Made in Kentucky but with nods to Wigan. Now that is a strange thought on which to begin any review but for this, their 6th album, Horse Feathers have built upon the guitars, strings and keyboards that have been their backbone until now and added just a touch of Northern Soul to the mix. 45 seconds into the opening track ‘Without Applause,’ acoustic guitars are joined by Hammond organ and these unlikely but highly impressive bedfellows are exposed for the world to see.
That soulful influence is repeated at various stages throughout this terrific album. The wonderful ‘Best To Leave’ has a soft shoe shuffle feel running through its heart with longtime violinist Nathan Crockett adding a memorable hook. For all the drift towards a fuller and more dynamic sound on the album it will be reassuring for established Feathers fans that it is these strings that create the lasting impressions here. Look no further than ‘Broken Beaks’ and ‘Altamont’ for high-class examples of how these strings bring a distinct and memorable sound to the mix.
‘Faultline Wall’ reprises that earlier shuffle, adds a killer guitar riff that dominates proceedings and creates perhaps the most atmospheric and striking track on the album. It is a brilliant piece of songwriting and playing on an album full of highlights and variety. Rhythmic banjo lead on a soul song? Look no further than ‘The Hex’.

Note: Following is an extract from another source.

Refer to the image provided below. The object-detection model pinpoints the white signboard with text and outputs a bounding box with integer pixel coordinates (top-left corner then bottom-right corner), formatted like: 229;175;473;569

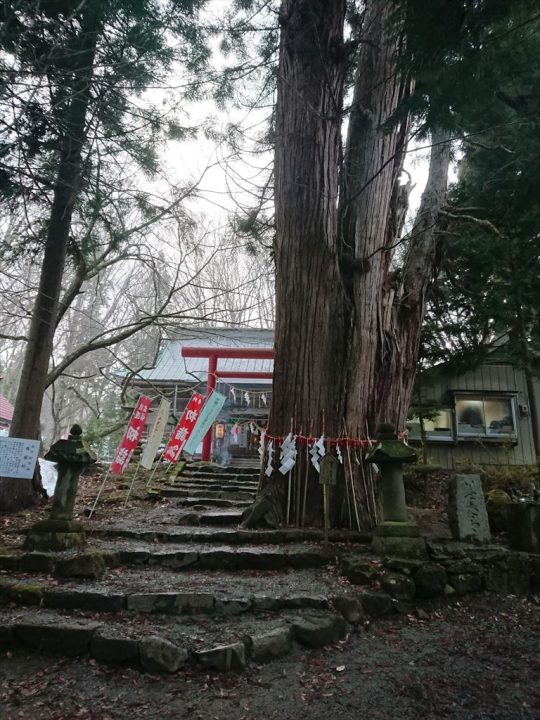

It is to his credit that lead singer and songwriter Justin Ringle has, on songs that work brilliantly in their own individual right, fused these subtle shifts in tone into one excellent collection that work effectively together as an album. 70s style country pop, supple soul, ballads, lush strings and rhythm steeped in Northern Soul, it’s all here as a backdrop to Ringle’s distinctive vocals. ‘Appreciation’ is a high-quality piece of work that deserves to bring this talented band to the attention of a wider audience.